Managing Greater Scrutiny of MNCs in China
How MNCs Operating in China Can Use Communications to Ensure Reputational Risks Do Not Hinder Growth
When New Zealand’s premier John Key met Chinese President Xi Jinping at October’s APEC summit, their discussion was led not by strategic geopolitics, but by milk formula. The issue topped the agenda because of a food safety scare at Fonterra, New Zealand’s biggest dairy producer. This is a sure sign that multinational brands operating in China have entered an era of heightened scrutiny and political interference, making a review of issues management and crisis strategy a priority for those keen to protect and promote corporate reputation.
A government drive against a range of business violations, including price fixing, ‘consumer rights’ violations, bribery and corruption, has brought some of the world’s biggest brands, as well as domestic players, into the crosshairs of a crackdown on corporate abuses. The harsh reality is that foreign companies operating in China make easier targets and they should be prepared for orchestrated attacks against them. Furthermore, recently effected consumer protection law could mean there are further challenges ahead.
As well as concentrating on certain categories of corporate abuse, state-led probes are focusing their attention on specific industry sectors, including automotive, consumer electronics, dairy, pharmaceuticals and, to some extent, retail.
Over the course of last year, dairy companies were fined more than US$100 million for price-fixing. Fearing an unwinnable war, all of the brands involved reduced their prices. Also in the dairy industry, in what became one of the most high profile brand crises internationally and an illustration of how nationalism can fan the flames of crises, Fonterra announced that a botulism-causing bacteria had been detected in a batch of whey protein used to make milk powder, prompting a worldwide recall.

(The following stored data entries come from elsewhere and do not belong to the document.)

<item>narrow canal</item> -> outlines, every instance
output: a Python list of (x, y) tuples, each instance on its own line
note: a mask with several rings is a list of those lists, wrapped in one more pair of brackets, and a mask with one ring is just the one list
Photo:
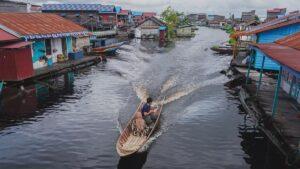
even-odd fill
[[(200, 28), (172, 47), (133, 40), (117, 57), (76, 73), (7, 89), (0, 107), (0, 168), (283, 169), (283, 161), (224, 86), (230, 56), (209, 47), (221, 30)], [(116, 140), (140, 98), (167, 97), (160, 129), (131, 158)]]

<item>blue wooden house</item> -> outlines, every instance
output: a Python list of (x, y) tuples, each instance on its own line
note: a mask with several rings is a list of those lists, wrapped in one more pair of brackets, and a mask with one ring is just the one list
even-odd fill
[[(23, 49), (27, 52), (23, 60), (32, 61), (31, 65), (25, 66), (28, 69), (52, 65), (70, 54), (81, 52), (84, 46), (89, 45), (90, 33), (87, 29), (55, 14), (0, 13), (0, 30), (12, 33), (19, 42), (29, 42)], [(21, 58), (19, 54), (16, 55), (18, 59)], [(19, 69), (16, 67), (16, 70)]]
[[(282, 39), (289, 35), (295, 34), (300, 31), (300, 13), (287, 15), (285, 17), (258, 25), (249, 31), (239, 33), (240, 36), (252, 35), (256, 44), (273, 43), (276, 40)], [(254, 58), (253, 67), (261, 69), (262, 58), (264, 54), (251, 48), (251, 55)], [(264, 70), (279, 70), (279, 65), (269, 58), (266, 58), (264, 63)]]

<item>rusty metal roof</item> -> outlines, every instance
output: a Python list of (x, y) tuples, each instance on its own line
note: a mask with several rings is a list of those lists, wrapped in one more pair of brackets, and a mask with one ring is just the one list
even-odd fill
[(18, 37), (0, 29), (0, 41), (13, 41), (18, 39)]
[(300, 32), (279, 39), (275, 43), (300, 50)]
[(155, 12), (144, 12), (143, 16), (152, 17), (152, 16), (156, 16), (156, 13)]
[(253, 35), (260, 32), (264, 32), (264, 31), (268, 31), (268, 30), (272, 30), (272, 29), (276, 29), (276, 28), (280, 28), (283, 26), (292, 25), (296, 23), (300, 23), (300, 13), (289, 14), (284, 17), (274, 19), (269, 22), (255, 26), (250, 30), (238, 32), (234, 34), (234, 37)]
[(281, 65), (289, 67), (296, 72), (300, 72), (300, 50), (275, 43), (252, 45), (259, 48), (268, 57)]
[(120, 15), (129, 15), (129, 10), (124, 10), (124, 9), (121, 9)]
[(0, 13), (0, 25), (21, 36), (87, 31), (72, 21), (46, 13)]

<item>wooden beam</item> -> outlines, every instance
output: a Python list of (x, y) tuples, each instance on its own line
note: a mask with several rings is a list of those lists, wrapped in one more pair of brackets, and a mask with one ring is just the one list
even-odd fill
[(248, 62), (246, 85), (249, 83), (249, 76), (250, 76), (250, 71), (251, 71), (251, 62), (252, 62), (252, 54), (250, 55), (250, 59), (249, 59), (249, 62)]
[(277, 111), (278, 93), (281, 85), (281, 74), (282, 74), (282, 66), (280, 66), (278, 77), (277, 77), (277, 85), (275, 89), (275, 95), (274, 95), (273, 106), (272, 106), (272, 117), (275, 117)]
[(259, 72), (258, 85), (257, 85), (257, 89), (256, 89), (256, 96), (257, 96), (258, 91), (259, 91), (259, 89), (260, 89), (261, 79), (262, 79), (262, 74), (263, 74), (264, 66), (265, 66), (265, 60), (266, 60), (266, 56), (263, 56), (263, 60), (262, 60), (261, 68), (260, 68), (260, 72)]
[(3, 82), (3, 81), (0, 81), (0, 94), (1, 94), (1, 92), (2, 92), (3, 87), (4, 87), (4, 82)]

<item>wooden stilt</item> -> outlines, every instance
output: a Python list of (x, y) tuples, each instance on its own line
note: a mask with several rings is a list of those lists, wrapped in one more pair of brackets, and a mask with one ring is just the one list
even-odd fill
[(247, 69), (247, 76), (246, 76), (246, 85), (249, 83), (249, 76), (251, 70), (251, 62), (252, 62), (252, 55), (250, 55), (250, 60), (248, 62), (248, 69)]
[(3, 88), (4, 88), (4, 82), (0, 81), (0, 94), (1, 94)]
[(263, 56), (263, 60), (262, 60), (261, 68), (260, 68), (260, 72), (259, 72), (258, 85), (257, 85), (257, 89), (256, 89), (256, 96), (258, 94), (258, 91), (259, 91), (260, 85), (261, 85), (262, 74), (263, 74), (264, 66), (265, 66), (265, 59), (266, 59), (266, 56)]
[(52, 86), (51, 84), (46, 83), (46, 82), (43, 82), (43, 81), (34, 80), (34, 82), (35, 82), (35, 83), (38, 83), (38, 84), (40, 84), (40, 85), (43, 85), (43, 86), (45, 86), (45, 87), (48, 87), (48, 88), (50, 88), (50, 89), (52, 89), (52, 90), (57, 89), (55, 86)]
[(278, 106), (278, 93), (281, 85), (281, 74), (282, 74), (282, 66), (280, 66), (278, 78), (277, 78), (277, 85), (275, 89), (275, 95), (274, 95), (273, 106), (272, 106), (272, 117), (275, 117), (277, 106)]

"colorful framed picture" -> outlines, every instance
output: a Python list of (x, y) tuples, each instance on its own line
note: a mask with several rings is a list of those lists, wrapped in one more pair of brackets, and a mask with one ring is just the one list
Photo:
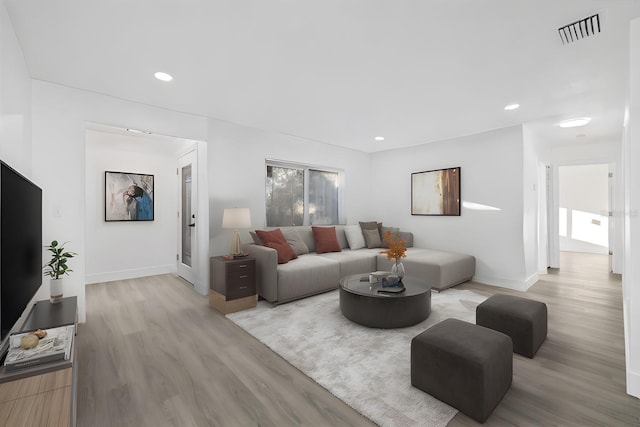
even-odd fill
[(411, 215), (460, 216), (460, 168), (412, 173)]
[(104, 173), (105, 221), (153, 221), (153, 175)]

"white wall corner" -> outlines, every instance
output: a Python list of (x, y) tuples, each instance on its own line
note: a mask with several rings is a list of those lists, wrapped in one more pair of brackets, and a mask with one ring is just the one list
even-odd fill
[(640, 373), (627, 371), (627, 394), (640, 399)]
[(640, 397), (640, 270), (637, 257), (640, 253), (640, 18), (631, 21), (630, 31), (630, 90), (628, 116), (625, 120), (624, 158), (624, 273), (623, 307), (625, 326), (625, 360), (627, 372), (627, 393)]
[[(198, 218), (209, 218), (209, 164), (207, 143), (198, 141)], [(201, 166), (202, 165), (202, 166)], [(204, 166), (206, 165), (206, 166)], [(194, 288), (200, 295), (209, 295), (209, 220), (198, 221), (198, 271)]]
[(526, 290), (528, 290), (531, 286), (535, 285), (539, 279), (538, 273), (533, 273), (527, 280), (525, 280), (524, 285)]

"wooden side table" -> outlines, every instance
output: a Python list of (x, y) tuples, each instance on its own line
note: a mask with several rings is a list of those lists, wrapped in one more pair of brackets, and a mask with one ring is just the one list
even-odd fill
[[(59, 304), (38, 301), (20, 331), (76, 325), (77, 298)], [(77, 332), (77, 330), (76, 330)], [(33, 365), (7, 372), (0, 366), (0, 425), (76, 425), (78, 363), (75, 338), (68, 360)]]
[(209, 304), (223, 314), (256, 306), (256, 260), (251, 256), (212, 257)]

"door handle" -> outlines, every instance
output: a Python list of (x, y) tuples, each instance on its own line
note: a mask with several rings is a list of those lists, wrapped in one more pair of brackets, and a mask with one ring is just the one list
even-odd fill
[(194, 222), (193, 224), (189, 224), (189, 227), (195, 227), (196, 223)]

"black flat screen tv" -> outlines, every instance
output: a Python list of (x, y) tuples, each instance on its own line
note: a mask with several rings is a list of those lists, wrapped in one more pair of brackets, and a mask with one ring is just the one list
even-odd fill
[(42, 285), (42, 190), (0, 161), (0, 355)]

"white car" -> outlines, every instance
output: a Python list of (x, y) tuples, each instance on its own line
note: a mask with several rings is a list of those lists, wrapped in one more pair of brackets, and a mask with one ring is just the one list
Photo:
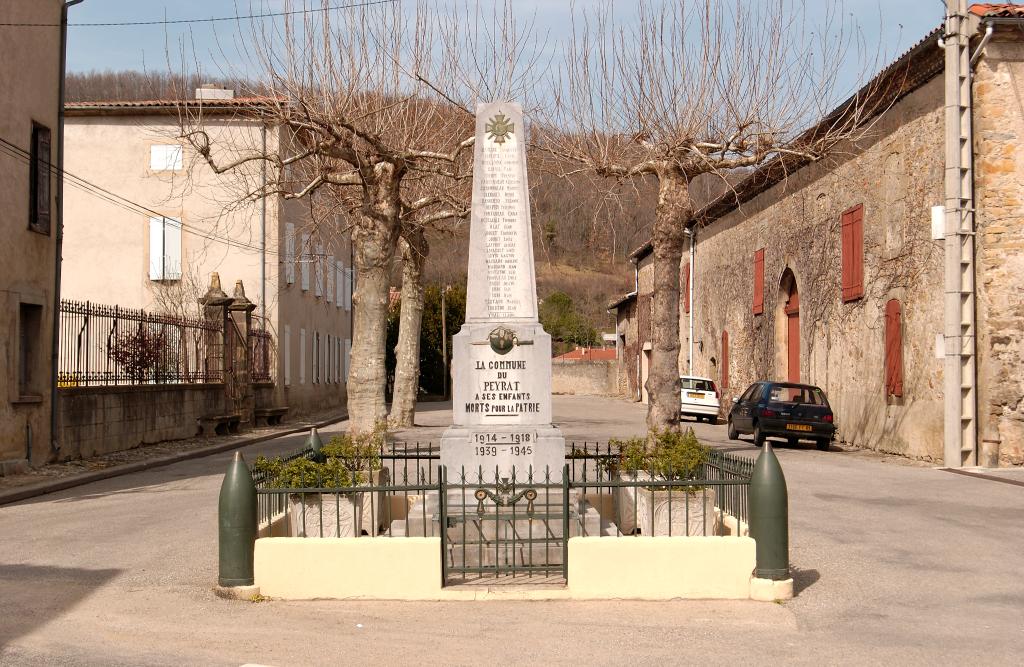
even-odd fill
[(714, 380), (684, 375), (679, 378), (679, 413), (697, 421), (715, 423), (718, 419), (718, 387)]

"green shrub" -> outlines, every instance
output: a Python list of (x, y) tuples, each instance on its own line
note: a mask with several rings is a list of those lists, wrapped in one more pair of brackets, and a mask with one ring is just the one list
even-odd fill
[(381, 467), (383, 429), (371, 433), (334, 436), (320, 449), (319, 456), (285, 461), (279, 457), (256, 458), (253, 472), (263, 475), (272, 489), (347, 488), (367, 484), (370, 473)]
[(608, 444), (619, 447), (619, 470), (646, 470), (665, 479), (694, 479), (711, 452), (692, 428), (652, 430), (646, 438), (612, 439)]

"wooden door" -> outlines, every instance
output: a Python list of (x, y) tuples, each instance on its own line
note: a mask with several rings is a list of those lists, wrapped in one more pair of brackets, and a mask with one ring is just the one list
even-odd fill
[(800, 381), (800, 294), (794, 283), (786, 300), (786, 379)]

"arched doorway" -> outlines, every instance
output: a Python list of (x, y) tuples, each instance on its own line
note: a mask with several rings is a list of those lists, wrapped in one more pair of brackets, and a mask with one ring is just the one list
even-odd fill
[(778, 376), (800, 381), (800, 292), (790, 269), (782, 273), (775, 309), (775, 360)]

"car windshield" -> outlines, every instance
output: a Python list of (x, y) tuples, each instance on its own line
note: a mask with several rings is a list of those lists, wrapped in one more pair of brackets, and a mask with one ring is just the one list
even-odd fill
[(711, 380), (701, 380), (699, 378), (679, 378), (682, 382), (683, 391), (714, 391), (715, 383)]
[(806, 403), (808, 405), (828, 405), (825, 394), (817, 387), (773, 386), (768, 400), (772, 403)]

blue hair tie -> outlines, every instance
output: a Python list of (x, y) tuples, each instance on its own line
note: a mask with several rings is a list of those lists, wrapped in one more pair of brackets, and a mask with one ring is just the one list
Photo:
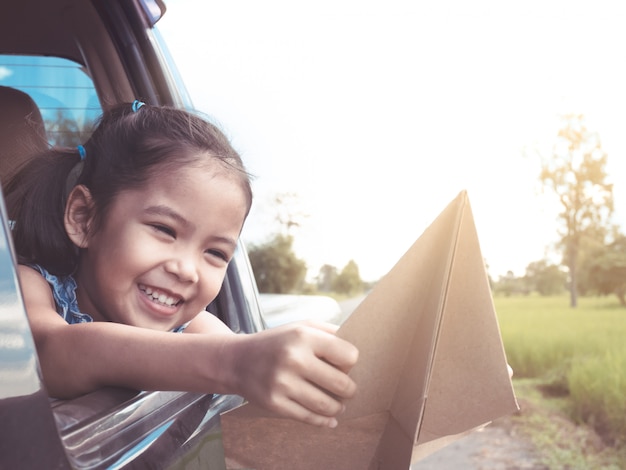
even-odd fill
[(133, 113), (136, 113), (137, 111), (139, 111), (139, 108), (141, 108), (144, 104), (143, 101), (139, 101), (139, 100), (135, 100), (133, 101), (133, 104), (131, 105), (130, 109), (133, 110)]
[(80, 155), (80, 159), (84, 160), (87, 156), (87, 150), (85, 150), (85, 147), (83, 147), (82, 145), (79, 145), (76, 148), (78, 149), (78, 155)]

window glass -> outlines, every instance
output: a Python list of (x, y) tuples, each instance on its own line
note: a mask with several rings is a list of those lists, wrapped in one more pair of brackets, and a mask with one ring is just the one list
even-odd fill
[(102, 111), (84, 67), (67, 59), (0, 55), (0, 85), (31, 96), (41, 110), (52, 145), (85, 142)]

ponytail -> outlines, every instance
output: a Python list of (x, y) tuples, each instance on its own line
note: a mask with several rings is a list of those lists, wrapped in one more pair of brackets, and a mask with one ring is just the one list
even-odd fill
[(21, 264), (41, 264), (69, 275), (78, 252), (64, 227), (68, 175), (80, 161), (76, 149), (54, 148), (31, 159), (4, 188), (13, 242)]

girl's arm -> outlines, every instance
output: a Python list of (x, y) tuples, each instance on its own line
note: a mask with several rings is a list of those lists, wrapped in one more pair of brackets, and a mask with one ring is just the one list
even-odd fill
[[(334, 427), (343, 411), (342, 400), (356, 392), (347, 375), (358, 358), (357, 349), (338, 338), (328, 323), (298, 322), (249, 335), (234, 335), (219, 319), (201, 312), (186, 333), (235, 337), (228, 349), (233, 381), (240, 395), (279, 414), (312, 424)], [(238, 392), (235, 392), (238, 393)]]
[[(355, 392), (356, 349), (332, 327), (298, 324), (237, 335), (206, 313), (172, 334), (94, 322), (68, 325), (50, 288), (20, 266), (24, 302), (48, 392), (71, 398), (102, 386), (235, 393), (283, 416), (335, 426)], [(195, 325), (194, 325), (194, 322)]]

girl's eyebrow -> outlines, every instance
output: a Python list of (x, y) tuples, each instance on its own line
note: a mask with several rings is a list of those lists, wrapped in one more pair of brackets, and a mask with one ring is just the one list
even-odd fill
[[(158, 215), (161, 217), (168, 217), (172, 220), (175, 220), (176, 222), (178, 222), (180, 225), (182, 225), (185, 228), (191, 225), (191, 223), (187, 219), (185, 219), (182, 215), (180, 215), (178, 212), (176, 212), (174, 209), (168, 206), (163, 206), (163, 205), (150, 206), (145, 209), (145, 212), (146, 214), (149, 214), (149, 215)], [(230, 245), (233, 248), (237, 246), (237, 240), (230, 238), (230, 237), (214, 236), (211, 238), (213, 238), (215, 241), (226, 243), (227, 245)]]
[(185, 219), (182, 215), (176, 212), (174, 209), (168, 206), (150, 206), (145, 209), (146, 214), (149, 215), (159, 215), (162, 217), (168, 217), (172, 220), (175, 220), (179, 224), (188, 227), (190, 225), (189, 221)]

China, New Zealand’s biggest dairy customer, buying NZ$3 billion (US$2.5 billion) worth of products annually, immediately suspended almost all New Zealand milk powder imports, with Russia and other countries following suit. Despite Fonterra’s public apology and strong reassurances – the scare turned out to be a false alarm – the Chinese state-run media wasted no time in slamming not just Fonterra but New Zealand's entire dairy industry. The politically driven message was clear: Chinese manufacturers are just as safe and a lot cheaper.